International literature on missing persons suggests that a significant volume of missing person cases originate from hospitals and mental health units, resulting in considerable costs and resource demands on both police and health sectors (e.g., Bartholomew et al., 2009; Sowerby and Thomas, 2017). In the Canadian context, however, very little is known about patients reported missing from these locations – a knowledge deficit with profound implications in terms of identifying and addressing risk factors that contribute to this phenomenon. The present study is one such preliminary attempt to try to fill a significant research and policy gap.
The authors draw on data from a sample of 8,261 closed missing person reports from a Canadian municipal police service over a five-year period (2013–2018). Using multiple logistic regression, the authors identify, among other factors, who is most likely to be reported missing from these locations.

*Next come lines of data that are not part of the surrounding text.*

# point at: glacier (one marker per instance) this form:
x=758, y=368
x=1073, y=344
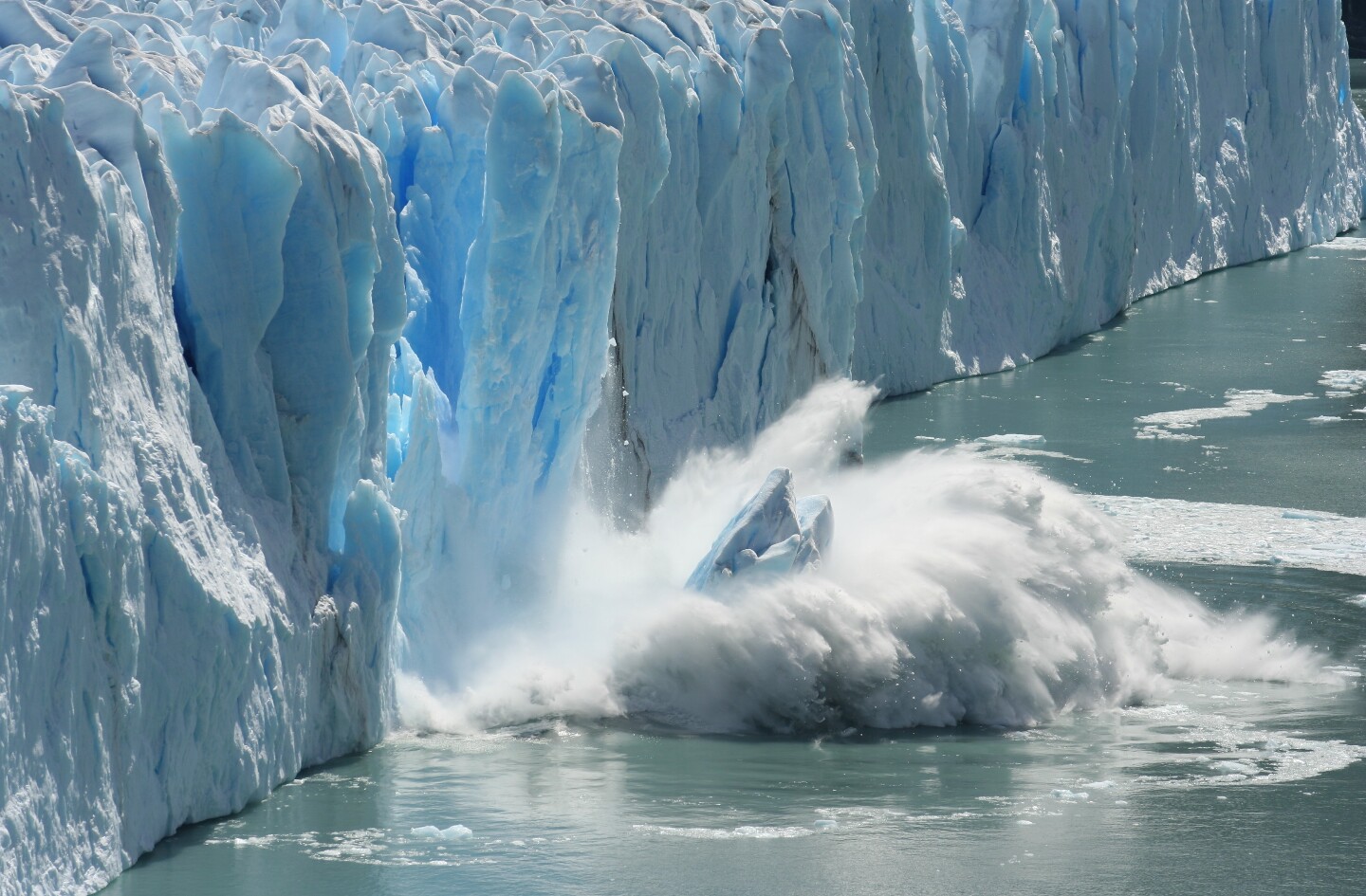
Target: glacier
x=317, y=315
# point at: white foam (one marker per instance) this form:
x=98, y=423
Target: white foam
x=1344, y=381
x=1236, y=403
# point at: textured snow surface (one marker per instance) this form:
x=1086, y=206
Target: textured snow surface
x=313, y=312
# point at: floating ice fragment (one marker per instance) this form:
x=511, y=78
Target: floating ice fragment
x=432, y=832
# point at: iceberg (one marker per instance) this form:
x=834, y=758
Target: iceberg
x=317, y=313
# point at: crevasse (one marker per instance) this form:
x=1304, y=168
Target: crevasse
x=316, y=313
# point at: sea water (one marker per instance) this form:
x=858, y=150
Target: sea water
x=1223, y=393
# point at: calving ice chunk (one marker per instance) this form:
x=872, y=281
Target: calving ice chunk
x=319, y=313
x=775, y=533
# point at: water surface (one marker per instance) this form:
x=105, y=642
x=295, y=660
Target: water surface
x=1213, y=788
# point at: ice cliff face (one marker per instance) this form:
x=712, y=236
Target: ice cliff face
x=310, y=309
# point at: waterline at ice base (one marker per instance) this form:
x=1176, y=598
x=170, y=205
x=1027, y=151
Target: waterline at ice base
x=461, y=363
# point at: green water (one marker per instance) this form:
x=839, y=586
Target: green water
x=1214, y=788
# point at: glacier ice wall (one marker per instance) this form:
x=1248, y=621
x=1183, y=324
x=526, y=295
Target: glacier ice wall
x=314, y=312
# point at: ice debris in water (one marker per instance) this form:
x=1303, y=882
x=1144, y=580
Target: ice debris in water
x=775, y=533
x=313, y=292
x=432, y=832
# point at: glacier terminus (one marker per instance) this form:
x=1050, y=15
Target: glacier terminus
x=319, y=319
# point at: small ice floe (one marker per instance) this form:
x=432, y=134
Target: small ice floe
x=744, y=832
x=1347, y=381
x=432, y=832
x=1012, y=439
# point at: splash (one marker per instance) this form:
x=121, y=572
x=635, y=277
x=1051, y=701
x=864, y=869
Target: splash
x=958, y=589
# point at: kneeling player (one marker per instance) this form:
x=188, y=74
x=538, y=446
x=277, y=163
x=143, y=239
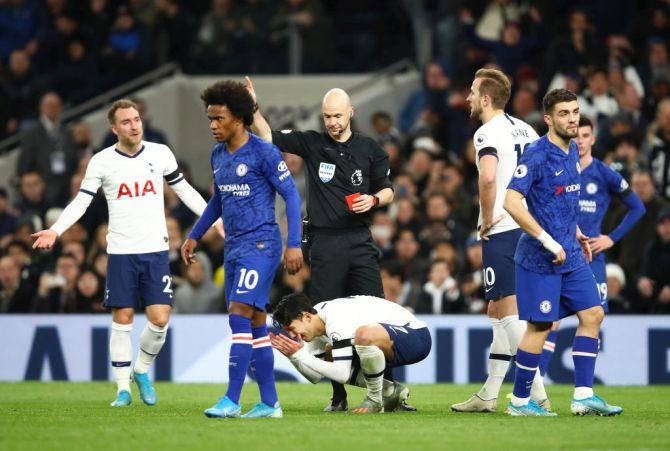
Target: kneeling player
x=367, y=335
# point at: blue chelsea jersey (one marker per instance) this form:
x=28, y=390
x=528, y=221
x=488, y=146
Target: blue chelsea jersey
x=549, y=179
x=599, y=183
x=247, y=182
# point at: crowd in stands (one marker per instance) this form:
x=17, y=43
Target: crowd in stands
x=616, y=59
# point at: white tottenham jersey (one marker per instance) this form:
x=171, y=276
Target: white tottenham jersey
x=133, y=187
x=343, y=316
x=505, y=137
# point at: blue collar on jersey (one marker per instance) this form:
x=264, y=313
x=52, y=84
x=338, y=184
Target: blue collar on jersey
x=129, y=156
x=555, y=149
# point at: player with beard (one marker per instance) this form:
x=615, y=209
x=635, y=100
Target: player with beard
x=348, y=177
x=553, y=277
x=499, y=143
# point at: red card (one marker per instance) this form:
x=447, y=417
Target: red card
x=351, y=198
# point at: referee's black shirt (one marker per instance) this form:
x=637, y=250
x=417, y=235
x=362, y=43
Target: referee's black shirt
x=335, y=170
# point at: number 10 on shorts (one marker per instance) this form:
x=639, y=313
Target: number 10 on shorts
x=248, y=281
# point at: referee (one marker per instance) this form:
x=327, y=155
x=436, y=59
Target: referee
x=348, y=177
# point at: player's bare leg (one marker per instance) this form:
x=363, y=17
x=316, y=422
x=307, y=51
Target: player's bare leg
x=152, y=340
x=374, y=347
x=120, y=353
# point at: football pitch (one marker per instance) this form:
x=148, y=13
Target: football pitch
x=75, y=416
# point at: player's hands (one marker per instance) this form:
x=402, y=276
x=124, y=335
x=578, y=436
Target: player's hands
x=45, y=239
x=600, y=243
x=486, y=226
x=188, y=251
x=293, y=260
x=218, y=225
x=584, y=243
x=285, y=345
x=250, y=88
x=560, y=257
x=363, y=203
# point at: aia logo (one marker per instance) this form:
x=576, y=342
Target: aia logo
x=566, y=188
x=127, y=190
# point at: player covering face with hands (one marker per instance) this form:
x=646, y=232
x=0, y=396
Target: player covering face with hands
x=365, y=335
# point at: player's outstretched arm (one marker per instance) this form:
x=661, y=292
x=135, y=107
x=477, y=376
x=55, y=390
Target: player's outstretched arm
x=45, y=239
x=518, y=211
x=260, y=126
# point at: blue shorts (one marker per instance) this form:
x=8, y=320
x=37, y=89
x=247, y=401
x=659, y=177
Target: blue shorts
x=248, y=280
x=550, y=297
x=498, y=256
x=598, y=268
x=137, y=280
x=409, y=345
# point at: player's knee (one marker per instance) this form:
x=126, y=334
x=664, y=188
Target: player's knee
x=364, y=336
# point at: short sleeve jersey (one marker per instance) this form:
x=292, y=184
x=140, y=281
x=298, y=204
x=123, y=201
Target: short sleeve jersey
x=504, y=137
x=247, y=182
x=549, y=179
x=599, y=183
x=335, y=170
x=133, y=188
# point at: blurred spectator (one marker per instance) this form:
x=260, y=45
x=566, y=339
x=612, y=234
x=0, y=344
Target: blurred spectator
x=198, y=293
x=8, y=219
x=32, y=205
x=215, y=39
x=22, y=87
x=90, y=293
x=435, y=78
x=311, y=21
x=616, y=284
x=57, y=291
x=126, y=54
x=627, y=251
x=76, y=77
x=151, y=133
x=48, y=149
x=654, y=282
x=396, y=286
x=595, y=101
x=384, y=129
x=573, y=52
x=657, y=148
x=383, y=229
x=441, y=293
x=173, y=27
x=525, y=107
x=20, y=24
x=15, y=294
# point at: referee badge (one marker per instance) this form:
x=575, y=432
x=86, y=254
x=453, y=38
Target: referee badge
x=357, y=178
x=326, y=172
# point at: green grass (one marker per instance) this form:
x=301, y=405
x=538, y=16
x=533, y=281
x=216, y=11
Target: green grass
x=77, y=416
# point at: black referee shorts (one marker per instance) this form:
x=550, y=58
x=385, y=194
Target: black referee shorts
x=343, y=263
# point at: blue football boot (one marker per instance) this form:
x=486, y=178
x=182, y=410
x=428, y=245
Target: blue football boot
x=224, y=408
x=262, y=410
x=147, y=392
x=594, y=405
x=532, y=409
x=123, y=399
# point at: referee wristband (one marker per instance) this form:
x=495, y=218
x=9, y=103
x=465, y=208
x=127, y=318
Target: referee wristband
x=549, y=243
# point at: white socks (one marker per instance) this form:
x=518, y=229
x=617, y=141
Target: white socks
x=373, y=364
x=514, y=329
x=151, y=342
x=583, y=392
x=120, y=352
x=499, y=358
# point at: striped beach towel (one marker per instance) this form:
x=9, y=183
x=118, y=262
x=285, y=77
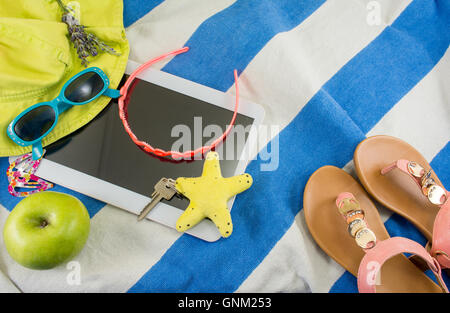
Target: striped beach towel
x=328, y=74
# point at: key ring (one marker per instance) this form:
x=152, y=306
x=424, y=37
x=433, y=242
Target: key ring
x=123, y=114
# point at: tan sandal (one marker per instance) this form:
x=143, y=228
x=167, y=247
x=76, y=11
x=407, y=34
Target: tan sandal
x=400, y=178
x=346, y=225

Results reveal that several factors, such as mental disabilities, senility, mental illness and addiction, are significantly related to this phenomenon. In light of these findings, the authors suggest that there is a need to develop comprehensive strategies and policies involving several stakeholders, such as health care and social service organizations, as well as the police.

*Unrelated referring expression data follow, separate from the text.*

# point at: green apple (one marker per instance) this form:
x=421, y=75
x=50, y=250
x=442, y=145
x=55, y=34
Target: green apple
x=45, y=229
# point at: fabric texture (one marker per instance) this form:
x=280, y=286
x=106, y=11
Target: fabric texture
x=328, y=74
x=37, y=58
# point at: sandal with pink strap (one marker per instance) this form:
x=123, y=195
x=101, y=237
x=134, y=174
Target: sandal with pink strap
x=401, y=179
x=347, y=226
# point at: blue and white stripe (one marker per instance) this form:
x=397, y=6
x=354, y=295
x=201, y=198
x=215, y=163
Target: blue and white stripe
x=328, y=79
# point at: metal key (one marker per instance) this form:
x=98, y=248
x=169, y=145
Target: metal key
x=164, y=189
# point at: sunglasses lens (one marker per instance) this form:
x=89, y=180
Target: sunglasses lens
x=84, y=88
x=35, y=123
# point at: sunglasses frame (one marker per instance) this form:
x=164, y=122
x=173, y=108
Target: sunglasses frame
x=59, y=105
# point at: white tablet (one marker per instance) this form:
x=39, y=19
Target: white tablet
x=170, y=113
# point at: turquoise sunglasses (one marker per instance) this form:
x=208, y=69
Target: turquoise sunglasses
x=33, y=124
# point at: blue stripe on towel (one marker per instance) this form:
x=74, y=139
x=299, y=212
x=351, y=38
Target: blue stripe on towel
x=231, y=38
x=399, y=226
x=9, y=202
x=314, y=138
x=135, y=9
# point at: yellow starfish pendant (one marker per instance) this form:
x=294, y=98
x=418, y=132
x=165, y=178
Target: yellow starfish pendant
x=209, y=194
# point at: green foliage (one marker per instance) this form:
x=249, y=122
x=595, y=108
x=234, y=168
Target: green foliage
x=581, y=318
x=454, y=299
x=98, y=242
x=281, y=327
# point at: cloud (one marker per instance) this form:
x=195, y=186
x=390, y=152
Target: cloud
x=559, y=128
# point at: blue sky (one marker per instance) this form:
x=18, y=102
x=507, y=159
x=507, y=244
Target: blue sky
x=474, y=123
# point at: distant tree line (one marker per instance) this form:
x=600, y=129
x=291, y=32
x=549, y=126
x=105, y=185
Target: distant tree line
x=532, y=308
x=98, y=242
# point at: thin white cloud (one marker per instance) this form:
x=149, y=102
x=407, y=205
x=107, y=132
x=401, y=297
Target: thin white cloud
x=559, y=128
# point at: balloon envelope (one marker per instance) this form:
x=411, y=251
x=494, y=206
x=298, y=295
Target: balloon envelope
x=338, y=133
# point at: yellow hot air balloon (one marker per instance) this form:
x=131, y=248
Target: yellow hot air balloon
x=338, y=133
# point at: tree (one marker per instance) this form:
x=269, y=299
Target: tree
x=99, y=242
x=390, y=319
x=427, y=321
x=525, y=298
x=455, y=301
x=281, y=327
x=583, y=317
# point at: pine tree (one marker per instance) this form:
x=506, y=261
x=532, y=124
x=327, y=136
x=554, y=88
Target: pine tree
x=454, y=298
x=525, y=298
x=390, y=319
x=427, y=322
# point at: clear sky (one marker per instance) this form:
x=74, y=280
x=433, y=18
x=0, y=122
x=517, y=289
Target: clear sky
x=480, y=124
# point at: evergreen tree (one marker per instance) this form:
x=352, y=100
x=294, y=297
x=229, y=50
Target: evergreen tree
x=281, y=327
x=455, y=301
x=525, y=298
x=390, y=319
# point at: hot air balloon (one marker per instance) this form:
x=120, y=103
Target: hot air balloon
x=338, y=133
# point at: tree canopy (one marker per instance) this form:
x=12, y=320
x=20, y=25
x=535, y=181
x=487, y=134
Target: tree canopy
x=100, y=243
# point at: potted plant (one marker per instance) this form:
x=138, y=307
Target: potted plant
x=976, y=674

Each year, thousands of people go missing in Canada with a large number being reported from hospitals and mental health units, which can be burdensome for the police and health sectors in terms of human and financial resource allocation. Yet, very little is known about patients reported missing from health services – a knowledge deficit with profound implications in terms of identifying and addressing risk factors that contribute to this phenomenon. This manuscript seeks to remedy this gap in Canadian missing persons literature by exploring who goes missing from hospitals and mental health units.